Dear American Consumers

Dear American Consumers,

I’d like you to know, American Consumers, that this is not an anti-American I-Feel-Guilty-for-Being-Born-In-One-of-the-Most-Developed-Nations-on-Earth post. So leave your yellow snake flags at home, please. Likewise, it’s not a pro-corporate The-Common-Man-Is-A-Jerk-Who-Should-Try-Harder post. Please don’t occupy me.

This story, like so many others, begins with me watching a video about food. Chocolate specifically. In the video it shows a reporter in Ivory Coast going to visit cacao farmers living in mostly squalid conditions. These farmers had been farming cacao most of their lives and, because a very very large chunk of Ivory Coast’s economy is based on the exportation of cacao for cocoa production, one would expect them to be well versed in all things chocolate.

Nope.

They had never tried it. In fact, they largely believed that what they were farming was being used to produce wine. [Note to scientists: Make chocolate wine.] That blew my mind. These men had spent their whole lives producing something I consider an everyday item. I could literally get enough chocolate products to fill up the bed of an El Camino and not spend $500. But these people who have toiled, by hand, for thousands of hours to produce the raw material to make that awesome car of deliciousness, have never even tasted it before. It boggled my mind.

And then I started thinking about how fortunate I am that my problems aren’t real problems. No, really, they’re not. I’ll list some, so you can see what I’m talking about:

  1. My house is too small for me, my wife, and our dogs.
  2. The small bridge they are repairing produces an annoyingly long detour I have to go around.
  3. My iPhone is running slow these days.
  4. I had to go to the doctor recently to figure out what was wrong with my leg.

See what I’m talking about?

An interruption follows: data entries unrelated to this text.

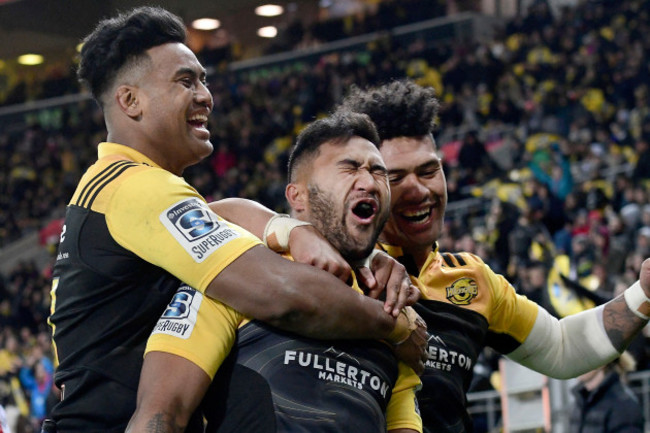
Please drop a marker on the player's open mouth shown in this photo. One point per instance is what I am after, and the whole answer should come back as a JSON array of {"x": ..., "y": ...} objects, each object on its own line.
[
  {"x": 365, "y": 210},
  {"x": 419, "y": 216},
  {"x": 199, "y": 121}
]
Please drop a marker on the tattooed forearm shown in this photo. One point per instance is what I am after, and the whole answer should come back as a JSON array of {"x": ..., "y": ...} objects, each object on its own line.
[
  {"x": 621, "y": 324},
  {"x": 163, "y": 423}
]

These aren’t real problems! My house is too small?! It’s just under 1,000 square feet of brick and wood with more electricity in one room than those guys in Ivory Coast are likely to see in their lives. Also, I could turn on my tap and fill up their well every day for a month and I’d just have to pay a couple of hundred dollars and answer some questions about what I was doing with all that water (hint: chocolate wine). Further, the house has been standing for about 120 years with no wars destroying it, or roving bands of marauders taking it over.

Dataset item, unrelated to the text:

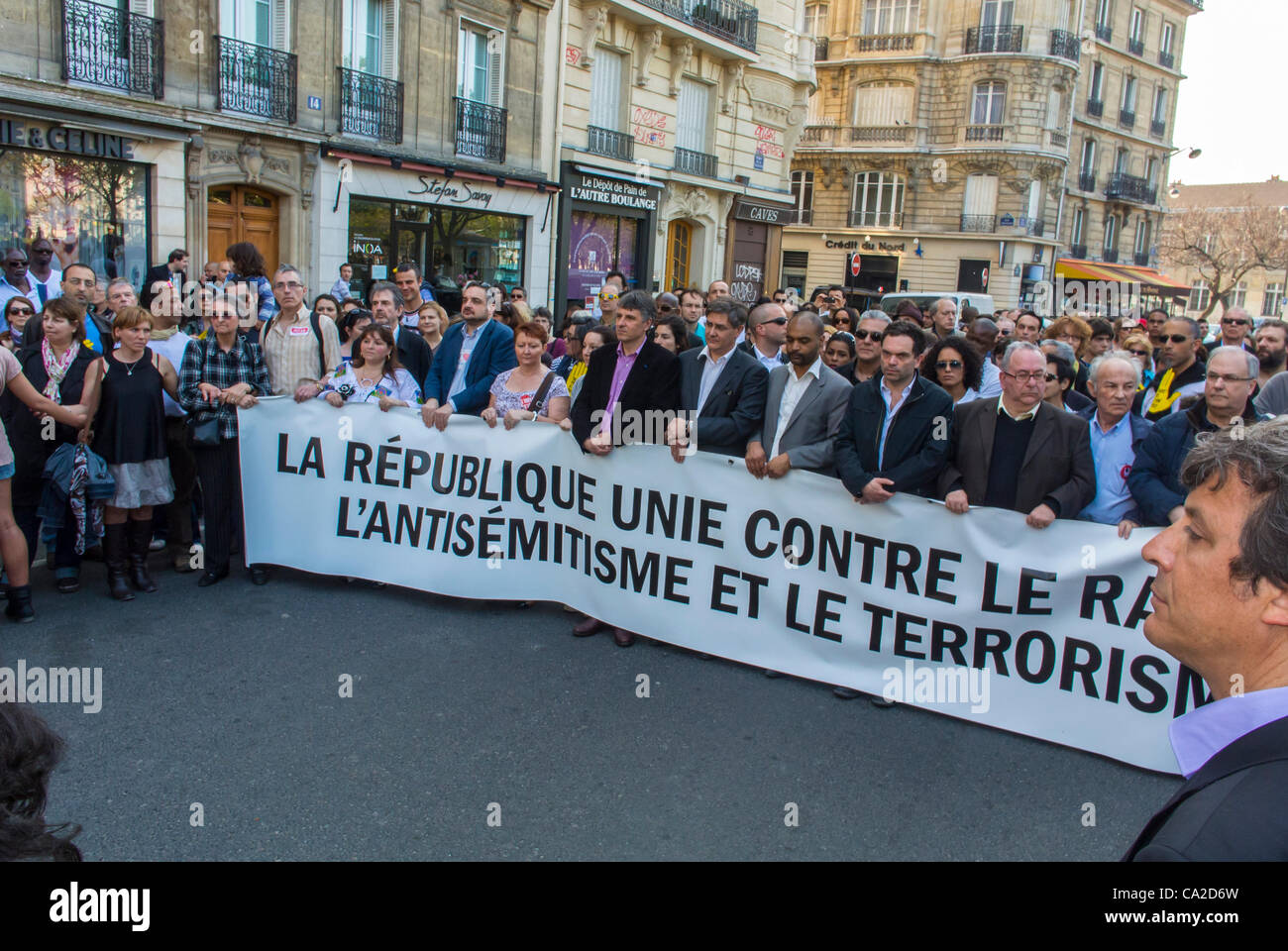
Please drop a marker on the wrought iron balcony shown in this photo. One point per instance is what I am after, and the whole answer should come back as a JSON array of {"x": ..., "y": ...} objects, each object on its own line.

The bridge is causing a detour? Think about that: we complain about infrastructure repair! We have so many paved roads that we complain about the one that’s most convenient not being available for a couple of weeks.

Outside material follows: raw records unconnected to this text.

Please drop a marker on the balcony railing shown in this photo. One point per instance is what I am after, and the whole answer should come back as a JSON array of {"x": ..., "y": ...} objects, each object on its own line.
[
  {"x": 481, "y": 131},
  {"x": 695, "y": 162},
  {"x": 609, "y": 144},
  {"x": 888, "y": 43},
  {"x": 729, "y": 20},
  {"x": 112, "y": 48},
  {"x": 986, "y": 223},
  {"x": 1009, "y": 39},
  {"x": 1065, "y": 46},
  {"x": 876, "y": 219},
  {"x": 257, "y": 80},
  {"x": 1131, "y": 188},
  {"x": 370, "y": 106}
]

The iPhone? The device in my pocket that contains the sum total knowledge of humanity that I primarily use to make jokes on a social media site for fake internet points? Don’t get me started.

That leg thing? Yeah, I got too fat and my ankle couldn’t handle the extra load. The excruciating pain in my leg was caused by the fact that I enjoy the chocolate that the farmer’s themselves have never tasted, too much.

So I’m musing about all these things this morning while I’m in the shower and I see my wife has purchased a new type of soap. Reminiscing about the days before smart phones, where we had to read the back of the shampoo bottle while we used the restroom, I investigated and saw that this new soap she probably had to have was called Touch of Sparkle. I rolled my eyes and made a mental note to make a stripper joke later. Then I noticed the bottom of the bottle. It said “Diamond Powder & White Calla Blossom Scent” What? What do diamonds smell like? Why is diamond powder a scent? What ingredient smells like crystallized carbon? I turned the bottle over to look at the ingredients list and… well, I still can’t believe my eyes.

DiamondSoap1 DiamondSoap2

It’s ridiculous. My life is ridiculous. And to a certain degree all of our lives are, even if we do our best to not partake in these things, because most of us just don’t know what’s happening out there in the rest of world. Now, hold on, I’m not calling you a bad person for being able to drink clean water and eat chocolate. Far from it. And I’m not saying that America is this shining beacon of Utopic Wonder. We still have Detroit, after all.

But at the end of the day, American Consumers, you have to stop and think about something:

Our country, and most of the people in it, are so rich that we can literally bathe in diamonds.